Легко быть самаритянином при такой состоятельной матери.
Жена адвоката не любила таких разговоров, так что он воздерживался от них в присутствии дам.
Адвокат отметил и новый костюм доктора, и его естественную небрежность. Нельзя сказать, чтобы его это не задело.
Несколько мужчин курили у открытых дверей. Пономарь рассказывал редактору, что доктор выступил в правлении местной управы и потребовал дополнительных средств для комитета по делам неимущих.
Редактор шепотом ответил, что доктор, несомненно, расположен к политике. Может, за ним стоят влиятельные люди? Например, фру Дина? Сам-то доктор не привык работать локтями. Хотя не все пробившиеся самостоятельно могут похвастаться светлыми головами. Пономарь с ним согласился. Но его больше пугала уверенность Олаисена в том, что он сменит старого председателя управы на его посту.
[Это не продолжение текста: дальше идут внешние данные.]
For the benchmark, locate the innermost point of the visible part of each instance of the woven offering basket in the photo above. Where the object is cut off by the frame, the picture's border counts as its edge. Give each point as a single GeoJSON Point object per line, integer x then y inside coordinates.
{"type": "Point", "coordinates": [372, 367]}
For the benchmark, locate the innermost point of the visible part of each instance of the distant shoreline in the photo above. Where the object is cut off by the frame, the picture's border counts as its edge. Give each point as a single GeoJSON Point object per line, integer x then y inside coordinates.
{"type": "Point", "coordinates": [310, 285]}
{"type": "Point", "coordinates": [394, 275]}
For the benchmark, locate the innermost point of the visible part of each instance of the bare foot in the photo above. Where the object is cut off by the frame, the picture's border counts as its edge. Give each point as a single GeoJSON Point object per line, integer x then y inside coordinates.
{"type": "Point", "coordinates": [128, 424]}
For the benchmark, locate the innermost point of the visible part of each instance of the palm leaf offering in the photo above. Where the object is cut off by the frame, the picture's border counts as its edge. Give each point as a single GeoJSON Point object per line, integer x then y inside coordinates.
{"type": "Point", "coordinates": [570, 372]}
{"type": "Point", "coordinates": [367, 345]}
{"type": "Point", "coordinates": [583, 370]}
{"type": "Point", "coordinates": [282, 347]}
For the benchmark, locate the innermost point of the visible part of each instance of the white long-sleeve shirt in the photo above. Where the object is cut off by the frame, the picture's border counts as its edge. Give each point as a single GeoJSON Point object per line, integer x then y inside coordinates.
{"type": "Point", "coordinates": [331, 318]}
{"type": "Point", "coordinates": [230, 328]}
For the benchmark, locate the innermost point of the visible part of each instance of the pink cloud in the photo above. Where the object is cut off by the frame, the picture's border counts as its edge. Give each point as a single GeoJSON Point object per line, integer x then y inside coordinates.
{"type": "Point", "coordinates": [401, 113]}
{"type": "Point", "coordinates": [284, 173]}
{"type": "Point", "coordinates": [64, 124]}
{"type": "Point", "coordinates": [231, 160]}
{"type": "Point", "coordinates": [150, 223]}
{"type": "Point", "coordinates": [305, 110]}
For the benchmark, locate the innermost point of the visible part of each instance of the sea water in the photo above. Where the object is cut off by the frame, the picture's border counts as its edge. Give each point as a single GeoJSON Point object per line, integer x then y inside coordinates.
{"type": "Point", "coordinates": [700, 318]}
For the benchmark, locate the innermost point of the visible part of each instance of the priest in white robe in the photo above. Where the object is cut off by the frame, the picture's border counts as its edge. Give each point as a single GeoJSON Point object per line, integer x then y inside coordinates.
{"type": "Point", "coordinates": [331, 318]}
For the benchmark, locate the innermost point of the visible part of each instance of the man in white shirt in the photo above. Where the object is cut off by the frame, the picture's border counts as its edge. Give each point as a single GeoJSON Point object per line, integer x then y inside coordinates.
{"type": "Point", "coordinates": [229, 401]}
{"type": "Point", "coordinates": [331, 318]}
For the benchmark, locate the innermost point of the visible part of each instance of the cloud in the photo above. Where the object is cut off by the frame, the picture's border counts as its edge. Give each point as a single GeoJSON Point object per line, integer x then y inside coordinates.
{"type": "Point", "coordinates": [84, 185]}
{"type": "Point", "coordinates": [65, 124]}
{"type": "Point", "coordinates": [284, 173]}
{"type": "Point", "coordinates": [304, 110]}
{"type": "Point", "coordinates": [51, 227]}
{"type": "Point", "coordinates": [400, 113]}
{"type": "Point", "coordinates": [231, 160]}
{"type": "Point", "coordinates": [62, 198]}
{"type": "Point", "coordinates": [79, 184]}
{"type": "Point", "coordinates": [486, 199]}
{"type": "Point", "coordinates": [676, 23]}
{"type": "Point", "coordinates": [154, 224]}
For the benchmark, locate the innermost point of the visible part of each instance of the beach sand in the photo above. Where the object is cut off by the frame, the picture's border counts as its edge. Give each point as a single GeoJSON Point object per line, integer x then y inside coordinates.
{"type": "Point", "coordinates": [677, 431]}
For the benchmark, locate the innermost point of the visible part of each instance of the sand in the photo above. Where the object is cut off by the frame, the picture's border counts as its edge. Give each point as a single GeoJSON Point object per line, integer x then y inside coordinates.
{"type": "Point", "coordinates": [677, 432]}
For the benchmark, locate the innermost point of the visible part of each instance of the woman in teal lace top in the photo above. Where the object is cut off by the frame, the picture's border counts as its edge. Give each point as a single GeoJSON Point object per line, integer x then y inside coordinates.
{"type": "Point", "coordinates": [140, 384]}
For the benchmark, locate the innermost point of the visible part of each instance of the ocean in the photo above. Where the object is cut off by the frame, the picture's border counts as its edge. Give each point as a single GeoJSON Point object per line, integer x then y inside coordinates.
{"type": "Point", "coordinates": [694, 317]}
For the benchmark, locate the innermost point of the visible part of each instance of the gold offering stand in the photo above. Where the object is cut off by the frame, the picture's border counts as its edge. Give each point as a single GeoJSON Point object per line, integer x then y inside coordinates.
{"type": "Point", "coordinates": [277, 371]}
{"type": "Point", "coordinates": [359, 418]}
Редактор уже знал об этом, но сказал, что по этому вопросу не было единого мнения. Пономарь разволновался и заявил, что многие не выносят Олаисена. Он слишком рвется вперед и не терпит возражений. К тому же он и сейчас обладает немалой властью. Есть риск, что он может все повернуть к собственной выгоде.
На это у редактора не оказалось собственной точки зрения. Пономарь должен помнить, благодаря кому редактор получил свое место.
— Вот именно! — достаточно громко сказал пономарь.
Он вдруг воодушевился и сказал, что профессорская дочка из Копенгагена лучше подошла бы в жены будущему председателю управы, чем копающаяся в своем саду вечно беременная Ханна Олаисен.
Редактор промолчал. Всему есть предел. Однако те, кто стоял поблизости, поняли самое главное и истолковали это по-своему. И уже в тот же вечер пошли слухи, что недалек день, когда доктор Грёнэльв станет председателем управы.
Управляющий банком скромно сидел у стены. Он пришел один, его жена часто хворала. Это был человек шестидесяти лет, знавший толк не только в банковских делах и вкладах.
Он обратил внимание, что в этот вечер на фру Дине было черное платье из матового шелка. При каждом ее движении возникали интересные тени. Глубокий вырез притягивал к себе взгляды. Даже тех, кого он возмущал, подумал управляющий банком. Лиф туго обтягивал грудь. От управляющего банком не укрылось, что корсета на Дине нет. Немного дерзко, но это ее дело. Ни кружев, ни украшений на платье тоже не было.
Зато рукава были схвачены круглыми резинками. Наверное, она позаимствовала их у доктора, чтобы рукава не задевали струн.
Длинные темные волосы с заметной сединой были зачесаны вверх и сколоты гребнем, напомнившем управляющему черепаший панцирь. Из-под края юбки виднелись матовые шелковые чулки.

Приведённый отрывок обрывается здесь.